Not me. I pulled for Todd Bozeman and I’m glad I did. I know him now, having interviewed him a bunch of times, and I’m as impressed with him OFF the court as I am with him ON the court.
But back to the likes of Vick and the others who are experiencing, in different ways, their own personal downfall.
I’m tired of reading, watching and hearing people wish ill will on those four. And while I think it’s always fair to chronicle what they’ve done, why they’ve done it and what the proper punishment might be if, in fact, they face some sort of criminal charge and/or punitive action from their league or team, I think I’m officially done HOPING that someone fails.
Actually, it’s not “I think I’m officially done” — make that, “I’m officially done” hoping someone fails.
And I don’t care if the person plays for the Yankees, the Steelers, the Redskins, the Flyers, Duke or any other “rival” of the teams we all love to root against. I might want them to lose ON THE FIELD, but I don’t want anyone to fail personally — as a father, a husband, a son, a daughter, etc. I hope the Ravens beat the Steelers 27-0 and 27-0 next year. But I also hope Ben Roethlisberger can remedy his apparent drinking problem.
As I read the newspaper, magazines and editorial content on the internet, all I’m seeing these days are folks reveling in someone’s misfortune.
Here in Baltimore, for example, a huge majority of folks think it’s FUNNY that Ben Roethlisberger has experienced this downfall with the 20-year old female in Georgia. A group of nearly 200 protesters stood outside of Martin’s West on Monday night with signs criticizing Michael Vick’s appearance at the Ed Block Courage Award dinner.
I don’t think Ben Roethlisberger’s story is funny. You might. A lot of people do, evidently. It’s not funny…it’s sad. It’s sad that alcohol has apparently taken control of this young man’s life in certain situations. It’s sad that some young lady had to drop out of college in Georgia because of the harrassment and humiliation she was enduring once word leaked out she was the girl in question with Roethlisberger. There’s nothing funny about the story. Nothing at all. If law enforcement officials deem that Roethlisberger’s behavior violated the law, he’ll have to face his day in court and what will be, will be. But I don’t wish ill will on him. I hope he gets his life straightened out and makes it a point to discuss the (negative) impact that consuming too much alcohol had on his life.

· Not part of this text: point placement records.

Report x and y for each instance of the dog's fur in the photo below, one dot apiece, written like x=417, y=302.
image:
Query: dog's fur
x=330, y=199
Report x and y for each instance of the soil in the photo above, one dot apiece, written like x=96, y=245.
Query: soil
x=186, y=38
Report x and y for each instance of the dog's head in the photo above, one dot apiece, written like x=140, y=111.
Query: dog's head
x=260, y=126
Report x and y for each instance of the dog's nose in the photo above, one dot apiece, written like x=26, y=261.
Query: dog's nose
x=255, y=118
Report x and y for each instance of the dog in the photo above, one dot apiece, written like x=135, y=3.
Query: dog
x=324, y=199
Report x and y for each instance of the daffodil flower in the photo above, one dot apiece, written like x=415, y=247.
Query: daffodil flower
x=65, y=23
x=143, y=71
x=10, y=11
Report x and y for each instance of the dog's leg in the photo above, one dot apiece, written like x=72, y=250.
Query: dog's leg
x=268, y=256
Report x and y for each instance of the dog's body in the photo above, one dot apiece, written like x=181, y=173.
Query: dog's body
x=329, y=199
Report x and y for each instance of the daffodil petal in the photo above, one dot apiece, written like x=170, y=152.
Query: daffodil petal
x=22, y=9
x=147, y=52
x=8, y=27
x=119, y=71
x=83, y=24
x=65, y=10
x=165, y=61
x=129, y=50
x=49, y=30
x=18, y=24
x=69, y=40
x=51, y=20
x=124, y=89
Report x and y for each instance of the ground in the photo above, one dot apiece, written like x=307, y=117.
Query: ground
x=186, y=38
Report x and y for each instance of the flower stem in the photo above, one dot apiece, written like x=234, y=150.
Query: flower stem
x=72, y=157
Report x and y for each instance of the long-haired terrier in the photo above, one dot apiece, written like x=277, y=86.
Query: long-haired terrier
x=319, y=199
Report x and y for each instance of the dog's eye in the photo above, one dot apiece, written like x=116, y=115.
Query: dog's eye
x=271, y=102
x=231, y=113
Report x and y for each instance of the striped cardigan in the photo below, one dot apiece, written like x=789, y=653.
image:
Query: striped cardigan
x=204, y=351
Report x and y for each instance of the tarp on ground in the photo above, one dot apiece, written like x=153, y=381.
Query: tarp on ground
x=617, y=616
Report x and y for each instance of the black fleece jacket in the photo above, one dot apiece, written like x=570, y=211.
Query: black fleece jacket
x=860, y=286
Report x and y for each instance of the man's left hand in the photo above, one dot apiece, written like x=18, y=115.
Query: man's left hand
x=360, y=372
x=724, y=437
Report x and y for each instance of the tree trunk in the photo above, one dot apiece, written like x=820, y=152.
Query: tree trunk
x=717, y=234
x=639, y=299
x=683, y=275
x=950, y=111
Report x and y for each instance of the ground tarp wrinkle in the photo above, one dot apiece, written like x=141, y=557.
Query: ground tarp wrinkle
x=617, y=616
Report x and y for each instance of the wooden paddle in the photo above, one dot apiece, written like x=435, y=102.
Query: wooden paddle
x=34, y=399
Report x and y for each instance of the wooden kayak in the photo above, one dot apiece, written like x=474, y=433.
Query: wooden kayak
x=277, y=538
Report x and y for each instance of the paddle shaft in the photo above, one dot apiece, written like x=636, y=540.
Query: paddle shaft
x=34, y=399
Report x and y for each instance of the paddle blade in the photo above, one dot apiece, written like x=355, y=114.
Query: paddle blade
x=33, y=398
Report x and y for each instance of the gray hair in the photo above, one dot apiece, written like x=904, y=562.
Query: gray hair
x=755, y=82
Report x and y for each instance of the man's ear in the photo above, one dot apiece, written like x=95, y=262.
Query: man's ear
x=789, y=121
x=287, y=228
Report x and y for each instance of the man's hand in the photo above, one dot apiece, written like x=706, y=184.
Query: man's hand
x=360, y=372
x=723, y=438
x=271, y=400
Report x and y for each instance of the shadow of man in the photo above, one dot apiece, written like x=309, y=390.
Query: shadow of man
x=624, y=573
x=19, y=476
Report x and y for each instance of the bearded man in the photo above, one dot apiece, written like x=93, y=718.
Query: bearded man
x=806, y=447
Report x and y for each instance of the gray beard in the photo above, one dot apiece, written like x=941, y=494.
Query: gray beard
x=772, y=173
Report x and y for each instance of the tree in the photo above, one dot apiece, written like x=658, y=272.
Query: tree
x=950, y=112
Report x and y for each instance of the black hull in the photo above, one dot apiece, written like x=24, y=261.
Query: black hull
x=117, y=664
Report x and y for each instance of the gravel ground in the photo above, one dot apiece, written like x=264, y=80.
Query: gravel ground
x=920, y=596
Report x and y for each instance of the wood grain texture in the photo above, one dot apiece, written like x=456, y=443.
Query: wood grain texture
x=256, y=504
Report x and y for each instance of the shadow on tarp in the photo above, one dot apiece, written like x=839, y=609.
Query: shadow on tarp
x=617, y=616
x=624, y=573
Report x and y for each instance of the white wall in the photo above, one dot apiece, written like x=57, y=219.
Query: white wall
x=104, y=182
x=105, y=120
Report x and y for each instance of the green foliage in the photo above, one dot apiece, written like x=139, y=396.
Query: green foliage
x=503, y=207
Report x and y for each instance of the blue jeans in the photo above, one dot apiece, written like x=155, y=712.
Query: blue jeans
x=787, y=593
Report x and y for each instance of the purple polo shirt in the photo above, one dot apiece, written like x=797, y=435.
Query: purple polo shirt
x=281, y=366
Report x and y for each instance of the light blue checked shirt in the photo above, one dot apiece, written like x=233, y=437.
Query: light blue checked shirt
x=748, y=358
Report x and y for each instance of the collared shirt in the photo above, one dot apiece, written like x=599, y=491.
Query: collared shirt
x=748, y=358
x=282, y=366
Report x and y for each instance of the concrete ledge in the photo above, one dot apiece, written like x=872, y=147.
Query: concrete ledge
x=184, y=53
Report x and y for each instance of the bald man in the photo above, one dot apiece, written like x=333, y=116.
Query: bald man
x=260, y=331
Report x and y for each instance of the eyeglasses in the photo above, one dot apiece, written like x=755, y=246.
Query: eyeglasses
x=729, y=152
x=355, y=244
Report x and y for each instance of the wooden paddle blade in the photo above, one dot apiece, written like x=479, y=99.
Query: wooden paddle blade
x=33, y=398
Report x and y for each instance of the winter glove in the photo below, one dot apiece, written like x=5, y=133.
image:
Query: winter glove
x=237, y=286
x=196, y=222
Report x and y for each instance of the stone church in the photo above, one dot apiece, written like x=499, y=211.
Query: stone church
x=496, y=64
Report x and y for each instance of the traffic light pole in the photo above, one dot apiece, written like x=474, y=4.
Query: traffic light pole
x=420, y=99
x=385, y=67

I hope Michael Vick is successful too. As I mentioned on Monday when discussing his situation, how much lower does a man have to go before people will say, “OK, you’ve had enough misery heaped on you”? While he continues to move on with the “next chapter” of his life, I can honestly say I think Michael Vick, somehow, will have his shining moment at some point in the near future.
Donte’ Stallworth is in the beginning stages of rebuilding his life. Who knows what lies ahead for him? This time next year, he could be the Ravens’ Ed Block award winner for all we know. I hope Donte’ Stallworth finds peace. What he does on the football field is neither here nor there at this point. His story and message about the perils of drinking and driving is now far more important than any pass he might catch in Baltimore or anywhere else for that matter. I have taken a hard stance against folks who drink and drive. My wife and I were hit by a drunk driver on November 12, 2006. But I know Donte’ Stallworth would do anything to change that morning in Miami when he made the mistake of putting his car in drive after having too much to drink. And he’s going to pay for that mistake forever. I wish him nothing but success from here on in.

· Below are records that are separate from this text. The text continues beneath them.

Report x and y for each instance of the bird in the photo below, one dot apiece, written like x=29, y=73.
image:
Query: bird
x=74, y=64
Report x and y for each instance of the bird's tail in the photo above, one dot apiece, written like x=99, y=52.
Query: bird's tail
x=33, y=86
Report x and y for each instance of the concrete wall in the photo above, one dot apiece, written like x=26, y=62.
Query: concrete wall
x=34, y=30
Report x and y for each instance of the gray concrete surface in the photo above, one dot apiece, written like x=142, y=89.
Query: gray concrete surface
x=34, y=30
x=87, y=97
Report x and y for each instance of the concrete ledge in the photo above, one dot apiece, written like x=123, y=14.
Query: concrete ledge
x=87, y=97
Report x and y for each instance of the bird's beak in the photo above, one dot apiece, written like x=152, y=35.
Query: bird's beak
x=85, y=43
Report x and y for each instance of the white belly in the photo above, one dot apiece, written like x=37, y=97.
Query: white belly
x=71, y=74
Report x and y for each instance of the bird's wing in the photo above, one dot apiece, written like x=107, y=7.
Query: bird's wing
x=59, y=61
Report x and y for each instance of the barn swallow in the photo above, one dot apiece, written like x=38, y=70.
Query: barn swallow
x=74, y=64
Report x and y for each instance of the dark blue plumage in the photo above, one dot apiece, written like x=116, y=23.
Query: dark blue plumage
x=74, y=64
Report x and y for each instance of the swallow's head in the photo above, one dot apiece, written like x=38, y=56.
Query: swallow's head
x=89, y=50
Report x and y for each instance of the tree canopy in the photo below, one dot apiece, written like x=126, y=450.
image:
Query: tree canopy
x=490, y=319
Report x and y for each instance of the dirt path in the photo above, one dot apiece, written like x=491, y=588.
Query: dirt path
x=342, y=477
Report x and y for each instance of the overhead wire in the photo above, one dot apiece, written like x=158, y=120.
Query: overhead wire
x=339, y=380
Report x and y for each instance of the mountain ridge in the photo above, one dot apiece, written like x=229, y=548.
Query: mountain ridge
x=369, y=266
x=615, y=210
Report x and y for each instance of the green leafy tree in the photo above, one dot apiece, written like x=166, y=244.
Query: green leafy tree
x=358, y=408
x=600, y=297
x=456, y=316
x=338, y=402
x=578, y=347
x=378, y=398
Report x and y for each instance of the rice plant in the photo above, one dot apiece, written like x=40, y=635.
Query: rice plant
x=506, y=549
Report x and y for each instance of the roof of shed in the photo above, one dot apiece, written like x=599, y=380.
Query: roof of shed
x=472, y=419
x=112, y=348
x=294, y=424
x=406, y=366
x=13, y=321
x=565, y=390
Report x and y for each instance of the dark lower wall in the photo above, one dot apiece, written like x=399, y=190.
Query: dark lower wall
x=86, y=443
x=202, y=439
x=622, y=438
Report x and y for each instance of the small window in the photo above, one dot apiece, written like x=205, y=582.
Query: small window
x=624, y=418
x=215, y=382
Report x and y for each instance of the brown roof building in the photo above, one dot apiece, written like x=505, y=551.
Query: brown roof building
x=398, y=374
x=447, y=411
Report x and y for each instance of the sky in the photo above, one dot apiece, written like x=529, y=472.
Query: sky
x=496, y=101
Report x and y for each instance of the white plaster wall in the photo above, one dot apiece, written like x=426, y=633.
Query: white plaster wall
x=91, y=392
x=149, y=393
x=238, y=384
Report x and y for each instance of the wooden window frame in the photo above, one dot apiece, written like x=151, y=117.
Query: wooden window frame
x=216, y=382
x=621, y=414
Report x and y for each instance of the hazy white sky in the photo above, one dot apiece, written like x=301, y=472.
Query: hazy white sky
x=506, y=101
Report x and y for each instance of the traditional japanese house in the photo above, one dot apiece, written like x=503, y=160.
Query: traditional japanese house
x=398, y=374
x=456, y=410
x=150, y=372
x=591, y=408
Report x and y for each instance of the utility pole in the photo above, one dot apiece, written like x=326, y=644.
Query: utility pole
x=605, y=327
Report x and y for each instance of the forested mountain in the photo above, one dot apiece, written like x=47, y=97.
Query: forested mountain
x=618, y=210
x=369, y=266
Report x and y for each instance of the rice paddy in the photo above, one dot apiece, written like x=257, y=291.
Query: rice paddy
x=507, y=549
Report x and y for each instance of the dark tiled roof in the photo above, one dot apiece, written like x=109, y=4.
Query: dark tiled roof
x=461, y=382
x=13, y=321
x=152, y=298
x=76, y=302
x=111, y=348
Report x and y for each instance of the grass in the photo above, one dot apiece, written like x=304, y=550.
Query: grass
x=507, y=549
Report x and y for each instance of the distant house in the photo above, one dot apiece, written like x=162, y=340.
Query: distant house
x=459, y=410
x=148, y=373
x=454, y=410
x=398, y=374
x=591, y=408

As for Tiger, no matter how many Saturday Night Live spoofs are aired, there’s nothing funny about what’s happened to him and his family over the last three months. It’s sad. In fact, it’s one of the saddest stories in sports of the last decade. Role model athlete turned character-flawed scallywag. I hope he and his wife find happiness and I hope his children grow up in a loving home. What happens to him in golf is neither here nor there. He’ll get whatever the game gives him, I suppose. In life, though, I’m pulling for Tiger. I hope he and his family wind up happy.
I’m tired of people laughing at the misfortunes of others.
I need to do a better job, personally, of making sure I’m not in that club. In fact, I can guarantee you I’m NOT going to be in that club.
I’m not hear preaching to you about how you should conduct yourself. Not at all. I don’t really care what you think about Vick, Tiger, Ben or Donte’. If you want to pile on, go right ahead.
I’m just letting you know I’m not piling on anymore.
I’m not going to make fun of Roethlisberger on the air. Or Woods. Or Stallworth. Or anyone else who encounters their own personal bump in the road. I’ll cover, discuss and critique their behavior, their performance and anything else topical to sports talk. But “hoping” Roethlisberger’s career is ruined? Not gonna be a party to that. Hoping Woods hits rock bottom…loses his wife and kids? No chance I’m going to wish for that. Protesting Michael Vick and saying he doesn’t deserve another day of happiness in his life? Nope…not from this guy.
I’m reading and hearing a lot of “mean-spirited” stuff these days. Folks really do enjoy seeing someone’s life fall apart. That’s a sickness in and of itself, I’d say.
That’s one of the reasons why I took such an exception to the Ravens fan who was photographed urinating on Bob Irsay’s grave and then shipped the pictures out on the internet for everyone to see. That brought shame to the purple…to the Ravens…to Steve Bisciotti…to Ozzie Newsome…and it was done in some apparent gesture of “speaking on behalf of Baltimore football fans”. Well, that guy wasn’t speaking for Drew. Urinating on someone’s grave is unacceptable to ME.
Speaking of doing something completely unacceptable, Howard Stern brought together a bunch of women who confessed to having sex with Tiger Woods and had a “Mistress Beauty Pagent” for them on Wednesday of this week. He brought them all in studio, scantily clad, and had each of them confess the wild and dirty sex secrets of Tiger Woods. And he gave the winner $75,000.
Howard Stern is wildly successful. He’s arguably the most popular radio DJ of my lifetime. He helped MAKE satellite radio.
And Wednesday, he gave $75,000 to someone who came on the air and basically reveled in the fact that she helped contribute to Tiger Woods’ personal and professional downfall.
How many charities in our country could have used that $75,000? I assume there’s a homeless shelter in New York City that could have greatly benefitted from Stern’s generosity, right?
It’s a sad day in our country when a woman who played a part in (almost) wrecking a family gets a $75,000 check and a place like the St. Vincent’s Center in Baltimore needs – and uses – every dime they can get to help abused children.
Take a walk around your neighborhood tonight and look at the front door of all the people living around you. There’s strife, sadness, tough times and futility of some kind in almost every home in America — if you’re lucky, it’s minimal.
I’m fortunate — very much so — that I don’t have a lot of internal issues behind my front door. My wife misplaced her cell phone in our house last weekend. That’s the biggest battle we’ve faced this week. We can’t find it and it’s driving us nuts. Other than that, we’re blessed.
If this is what happens when you get old, getting soft and all, I guess I’ll have to deal with it.
I just don’t see the point in wishing ill will on these people who have fallen on hard times, no matter if it’s due to their own bad luck, stupidity, selfishness or personal addiction.
I wish them all — Vick, Stallworth, Woods and Roethlisberger — the best.
I can honestly say, without question, I’m rooting for all four of them to bounce back.